Karne, bir eğitim dönemini değerlendirirken; biz büyükler için aslında gizli bir muhasebe ve hayatın özüne dair manevi bir uyarı olmalıdır. İnsan, dünyada işlediği tüm amelleri kıyamet gününde görecektir. Bu durumu Yüce Allah Kur’an-ı Kerim’de şöyle belirtmektedir: “Kitabını oku! Bugün, nefsin sana hesap sorucu olarak yeter.” (İsrâ, 17/13-14)
Bu kitap, Kur’an’da sıkça adı geçen “amel defteri”dir. Bu deftere kitabu’l-a’mal veya sahifetu’l-a’mal da denir. Bu, insanın dünya hayatı boyunca yaptığı tüm doğru-yanlış, hak-batıl, iyi-kötü niyetlerinin, sözlerinin ve davranışlarının, hatta ihmal ettiklerinin dahi kaydedildiği ilahi bir kayıttır. (Kehf, 18/43) Bu kayıt, Kirâmen Kâtibîn, hafaza, rakib ve atîd olarak anılan meleklerce tutulur. (Enbiyâ, 21/94; Kâf, 50/18; Zuhruf, 43/80)

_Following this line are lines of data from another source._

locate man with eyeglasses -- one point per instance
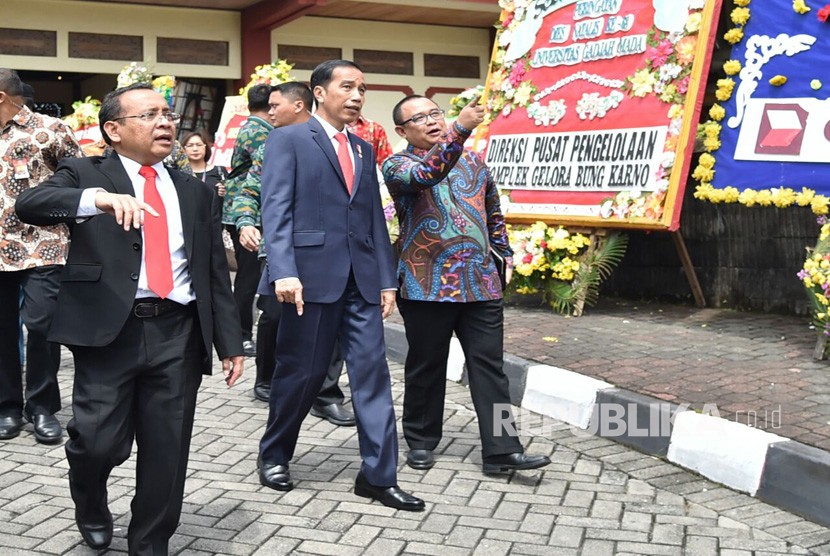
(144, 298)
(31, 259)
(450, 222)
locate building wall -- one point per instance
(29, 26)
(745, 258)
(386, 89)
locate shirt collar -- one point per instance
(330, 130)
(24, 117)
(262, 122)
(132, 167)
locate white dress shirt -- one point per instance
(331, 132)
(182, 287)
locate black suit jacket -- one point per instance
(100, 279)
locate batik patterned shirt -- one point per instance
(31, 145)
(252, 135)
(450, 219)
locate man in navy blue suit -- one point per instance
(329, 255)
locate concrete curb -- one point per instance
(774, 469)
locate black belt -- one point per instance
(149, 307)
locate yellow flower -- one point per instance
(675, 111)
(730, 194)
(747, 197)
(731, 67)
(740, 16)
(702, 173)
(819, 205)
(693, 23)
(734, 36)
(642, 83)
(711, 144)
(783, 197)
(668, 93)
(805, 197)
(725, 88)
(707, 161)
(522, 96)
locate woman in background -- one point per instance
(197, 148)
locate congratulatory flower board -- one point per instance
(594, 106)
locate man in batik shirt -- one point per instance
(450, 221)
(31, 259)
(252, 135)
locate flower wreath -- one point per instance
(508, 87)
(666, 75)
(269, 74)
(709, 131)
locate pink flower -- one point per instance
(659, 54)
(517, 74)
(683, 85)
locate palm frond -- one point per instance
(599, 261)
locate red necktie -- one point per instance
(157, 262)
(344, 160)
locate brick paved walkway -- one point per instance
(598, 498)
(757, 368)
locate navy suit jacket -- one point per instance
(313, 229)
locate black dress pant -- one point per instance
(40, 292)
(266, 349)
(140, 387)
(245, 283)
(479, 327)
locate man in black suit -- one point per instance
(144, 296)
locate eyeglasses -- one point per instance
(421, 119)
(154, 116)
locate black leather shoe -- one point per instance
(47, 428)
(10, 427)
(262, 392)
(335, 414)
(420, 459)
(509, 462)
(275, 476)
(392, 496)
(96, 535)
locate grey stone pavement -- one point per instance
(597, 498)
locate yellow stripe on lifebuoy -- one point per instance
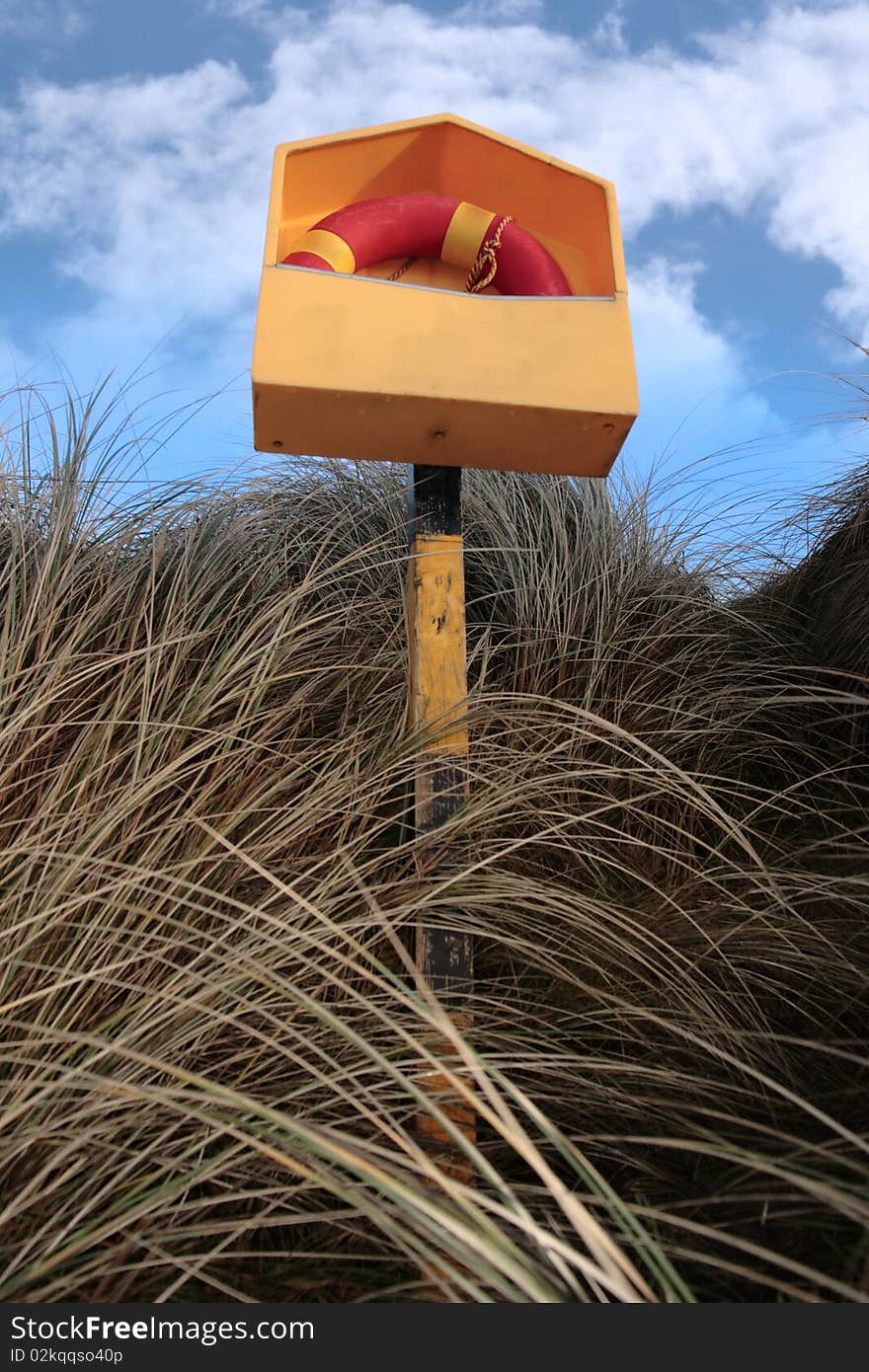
(464, 235)
(331, 247)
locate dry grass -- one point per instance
(211, 1056)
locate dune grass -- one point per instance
(213, 1058)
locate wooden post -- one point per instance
(438, 689)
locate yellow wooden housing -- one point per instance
(418, 370)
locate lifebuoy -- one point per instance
(432, 227)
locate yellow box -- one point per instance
(418, 370)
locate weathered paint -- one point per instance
(419, 370)
(438, 711)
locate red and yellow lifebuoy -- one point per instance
(430, 227)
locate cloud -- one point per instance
(151, 191)
(49, 21)
(158, 184)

Amel defterleri cennetliklere sağdan, cehennemliklere ise soldan verilecektir. Kur’an’da defteri sağından alanlara “ashâbu’l-yemîn”, solundan alanlara ise “ashâbu’ş-şimâl” denir. Sağdan ve önden defter almak; kolay hesap, müjde sevinç ve cennet, soldan ve arkadan almak ise mahcubiyet, pişmanlık ve azap/cehennem işaretidir. (Hâkka, 69/19, 25; İnşikâk, 84/7, 10) O gün, okuma-yazma bilmeyenler bile Allah’ın verdiği yetenekle defterini okuyacaktır.
Tüm bu ilahi mesajlara baktığımızda, çocuklarımızın her yıl ellerimize tutuşturduğu “karne”, bizim için ahiretteki büyük hesaplaşmanın küçük bir provası gibidir.

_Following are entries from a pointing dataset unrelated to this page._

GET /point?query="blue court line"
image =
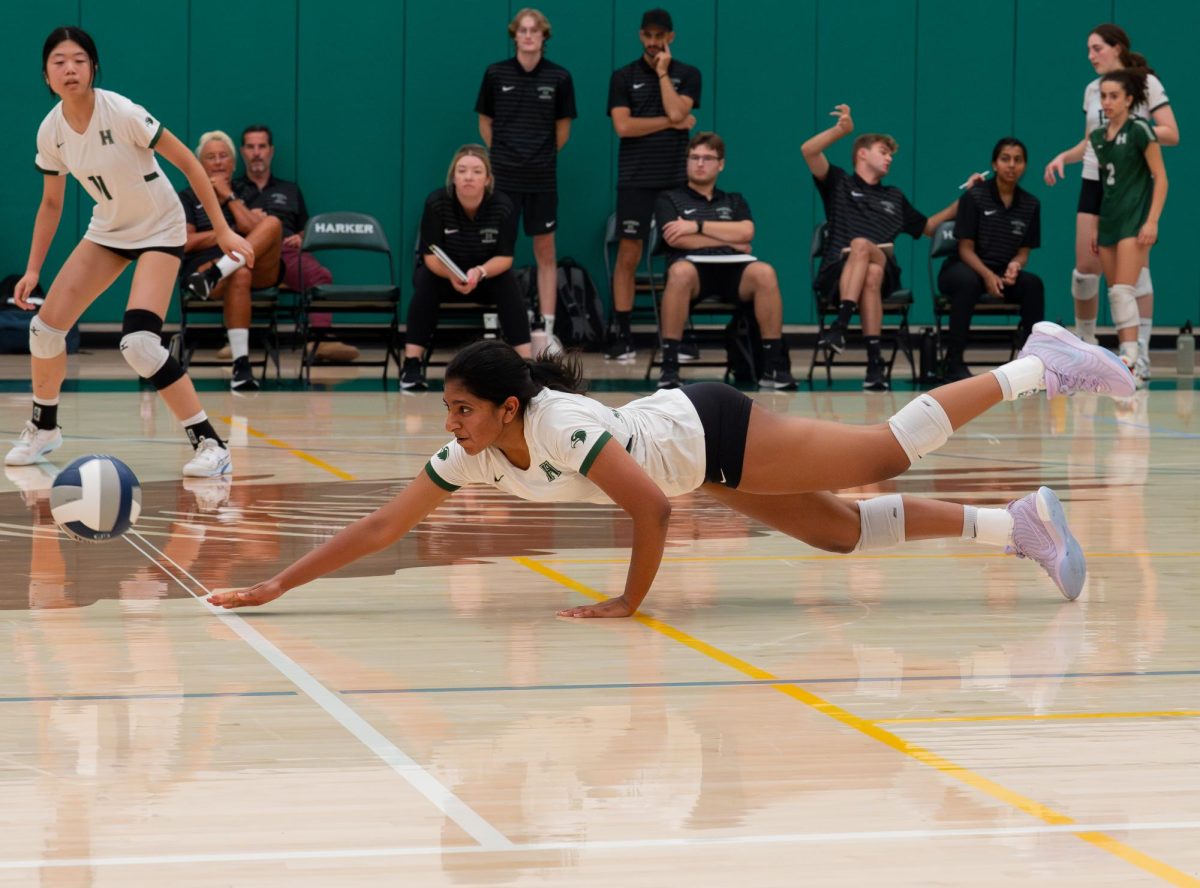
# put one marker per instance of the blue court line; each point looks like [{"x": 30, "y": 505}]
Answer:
[{"x": 612, "y": 685}]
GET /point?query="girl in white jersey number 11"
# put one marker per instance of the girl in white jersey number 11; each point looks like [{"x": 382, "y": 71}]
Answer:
[
  {"x": 108, "y": 144},
  {"x": 523, "y": 427}
]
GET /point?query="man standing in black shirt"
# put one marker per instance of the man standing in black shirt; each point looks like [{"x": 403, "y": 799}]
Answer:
[
  {"x": 526, "y": 105},
  {"x": 265, "y": 195},
  {"x": 708, "y": 234},
  {"x": 651, "y": 103},
  {"x": 864, "y": 217}
]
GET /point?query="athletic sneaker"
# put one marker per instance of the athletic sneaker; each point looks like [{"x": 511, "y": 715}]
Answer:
[
  {"x": 670, "y": 377},
  {"x": 412, "y": 376},
  {"x": 834, "y": 337},
  {"x": 1072, "y": 365},
  {"x": 243, "y": 376},
  {"x": 876, "y": 376},
  {"x": 210, "y": 460},
  {"x": 1041, "y": 532},
  {"x": 778, "y": 378},
  {"x": 202, "y": 283},
  {"x": 621, "y": 349},
  {"x": 33, "y": 444}
]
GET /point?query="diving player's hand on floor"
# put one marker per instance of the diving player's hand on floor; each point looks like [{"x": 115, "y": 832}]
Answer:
[
  {"x": 257, "y": 594},
  {"x": 612, "y": 607}
]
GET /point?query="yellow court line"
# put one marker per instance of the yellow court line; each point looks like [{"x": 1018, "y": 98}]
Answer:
[
  {"x": 294, "y": 451},
  {"x": 925, "y": 756},
  {"x": 1045, "y": 717}
]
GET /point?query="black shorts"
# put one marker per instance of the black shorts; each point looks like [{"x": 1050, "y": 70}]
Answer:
[
  {"x": 539, "y": 209},
  {"x": 135, "y": 253},
  {"x": 725, "y": 414},
  {"x": 829, "y": 279},
  {"x": 1091, "y": 192},
  {"x": 635, "y": 209}
]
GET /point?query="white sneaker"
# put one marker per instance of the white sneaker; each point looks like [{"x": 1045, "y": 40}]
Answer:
[
  {"x": 210, "y": 460},
  {"x": 33, "y": 444}
]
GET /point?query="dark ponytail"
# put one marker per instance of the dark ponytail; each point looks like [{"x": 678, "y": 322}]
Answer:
[{"x": 493, "y": 371}]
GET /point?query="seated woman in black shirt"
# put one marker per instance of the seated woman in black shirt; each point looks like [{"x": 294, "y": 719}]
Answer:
[
  {"x": 997, "y": 225},
  {"x": 477, "y": 227}
]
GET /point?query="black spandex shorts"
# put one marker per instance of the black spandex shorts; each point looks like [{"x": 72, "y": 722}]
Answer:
[
  {"x": 1091, "y": 192},
  {"x": 135, "y": 253},
  {"x": 725, "y": 414}
]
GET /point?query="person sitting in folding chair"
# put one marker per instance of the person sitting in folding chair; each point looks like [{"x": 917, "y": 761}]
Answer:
[
  {"x": 208, "y": 274},
  {"x": 708, "y": 233},
  {"x": 996, "y": 227},
  {"x": 864, "y": 219},
  {"x": 468, "y": 237}
]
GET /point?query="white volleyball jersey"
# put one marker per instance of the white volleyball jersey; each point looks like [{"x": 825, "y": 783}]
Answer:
[
  {"x": 1156, "y": 97},
  {"x": 564, "y": 435},
  {"x": 114, "y": 162}
]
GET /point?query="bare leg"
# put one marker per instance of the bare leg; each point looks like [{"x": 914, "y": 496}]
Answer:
[
  {"x": 760, "y": 285},
  {"x": 826, "y": 521},
  {"x": 547, "y": 273},
  {"x": 88, "y": 271}
]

Karneler sadece başarı belgesi değil, bizleri iç muhasebeye çağıran bir aynadır. Bugün çocuğuna “Neden derslerine çalışmadın, neden oyunla ya da telefonla zamanını boşa harcadın, ödevlerini neden yerine getirmedin?” diye azarlayan, uyaran ve sitem eden ebeveynler; “Bugün çocuğunu uyardın, yarın Rabbin seni uyardığında ne cevap vereceksin?” Acaba dönüp de kendi hayat muhasebeni yaptın mı? Amel defterinden haberin var mı?
“Bir gün bu karne gibi, büyük küçük ne varsa; zerre miktarınca iyilik ya da kötülük içeren tüm amellerin yazılı olduğu bir karne/amel defteri bana da verilecek…” diye düşündük mü? Allah Teâlâ bizlere sayısız nimet, akıl, mal, mülk, evlat, servet vermişken, acaba bizler o nimetlerin karşılığı olan hamdi, şükrü, duayı, niyazı ve ibadetleri ne ölçüde yerine getirebildik?

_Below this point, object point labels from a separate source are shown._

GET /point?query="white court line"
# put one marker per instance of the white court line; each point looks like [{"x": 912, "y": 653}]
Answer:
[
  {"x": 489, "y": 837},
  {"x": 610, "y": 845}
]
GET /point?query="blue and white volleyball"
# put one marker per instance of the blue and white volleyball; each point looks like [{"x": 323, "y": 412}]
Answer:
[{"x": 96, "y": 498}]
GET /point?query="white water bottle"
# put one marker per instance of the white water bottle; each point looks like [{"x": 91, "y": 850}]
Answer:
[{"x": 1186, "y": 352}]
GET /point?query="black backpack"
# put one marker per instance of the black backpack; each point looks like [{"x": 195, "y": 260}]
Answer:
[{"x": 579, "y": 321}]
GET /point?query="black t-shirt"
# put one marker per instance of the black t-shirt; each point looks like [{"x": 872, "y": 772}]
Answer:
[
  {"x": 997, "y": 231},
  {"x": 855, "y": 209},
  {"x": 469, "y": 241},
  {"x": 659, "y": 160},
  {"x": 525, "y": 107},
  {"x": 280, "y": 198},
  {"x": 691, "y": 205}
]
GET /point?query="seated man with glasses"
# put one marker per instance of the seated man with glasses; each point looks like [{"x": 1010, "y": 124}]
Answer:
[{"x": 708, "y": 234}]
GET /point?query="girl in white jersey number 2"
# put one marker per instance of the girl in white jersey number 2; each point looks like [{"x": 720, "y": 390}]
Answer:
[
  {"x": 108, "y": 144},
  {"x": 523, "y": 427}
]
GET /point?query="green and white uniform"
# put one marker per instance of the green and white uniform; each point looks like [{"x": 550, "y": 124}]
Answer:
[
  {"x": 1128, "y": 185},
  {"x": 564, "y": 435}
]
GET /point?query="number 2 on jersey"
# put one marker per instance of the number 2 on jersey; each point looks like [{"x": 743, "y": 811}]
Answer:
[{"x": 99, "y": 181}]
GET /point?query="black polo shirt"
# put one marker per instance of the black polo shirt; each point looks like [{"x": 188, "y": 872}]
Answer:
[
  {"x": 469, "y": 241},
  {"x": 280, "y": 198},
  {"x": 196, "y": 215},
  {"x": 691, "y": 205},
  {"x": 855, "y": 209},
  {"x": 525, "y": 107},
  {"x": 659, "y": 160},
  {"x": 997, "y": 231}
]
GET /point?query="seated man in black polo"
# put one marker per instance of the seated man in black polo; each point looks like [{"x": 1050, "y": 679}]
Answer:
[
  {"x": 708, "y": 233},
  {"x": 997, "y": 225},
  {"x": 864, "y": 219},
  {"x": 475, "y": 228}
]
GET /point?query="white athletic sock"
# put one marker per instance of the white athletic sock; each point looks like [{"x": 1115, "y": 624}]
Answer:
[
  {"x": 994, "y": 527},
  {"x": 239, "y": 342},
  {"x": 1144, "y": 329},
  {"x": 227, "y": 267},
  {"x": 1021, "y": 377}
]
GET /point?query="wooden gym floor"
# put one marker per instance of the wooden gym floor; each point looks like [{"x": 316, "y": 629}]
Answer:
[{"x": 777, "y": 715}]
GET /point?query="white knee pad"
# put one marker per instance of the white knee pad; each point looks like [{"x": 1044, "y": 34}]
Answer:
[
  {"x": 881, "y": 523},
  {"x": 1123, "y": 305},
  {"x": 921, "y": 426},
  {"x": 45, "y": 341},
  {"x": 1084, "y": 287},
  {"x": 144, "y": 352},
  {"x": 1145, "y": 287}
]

Niçin bana kulluk etmedin? Ben sana ibadetleri emrettim. Sen ise hiçbir ibadeti eda etmedin, hiçbir çağrıya kulak vermedin, derse ben ne cevap veririm? Beni azarlayıp, cehennemine koyarsa ben ne yaparım?” diye hiç düşündünüz mü? Allah’ın bana verdiği nimetlere ne kadar şükrettim? Bana verilen sorumlulukları ne kadar hakkıyla yerine getirdim? diye hiç kendinize sordunuz mu?
İmanla, ibadetlerle, salih amellerle ve güzel ahlakla dolu bir defter mi tutuyoruz, yoksa inkâr, günah, gaflet ve boşluklarla yüklü sayfalar mı taşıyoruz?
Bir gün Rabbimize döneceğiz ve o defter açılacak. Kulaklar, gözler ve deriler (Fussilet, 41/20); eller ve ayaklar (Yasin, 36/65.) aleyhimize şahitlik edecektir. Ve o gün insan kendi karnesine hiçbir şekilde itiraz edemeyecek.
Karnesine bakarken mahcup ve pişman olan çocuklarımızın hali, belki de bizim ahiretteki halimizin küçük bir yansımasıdır.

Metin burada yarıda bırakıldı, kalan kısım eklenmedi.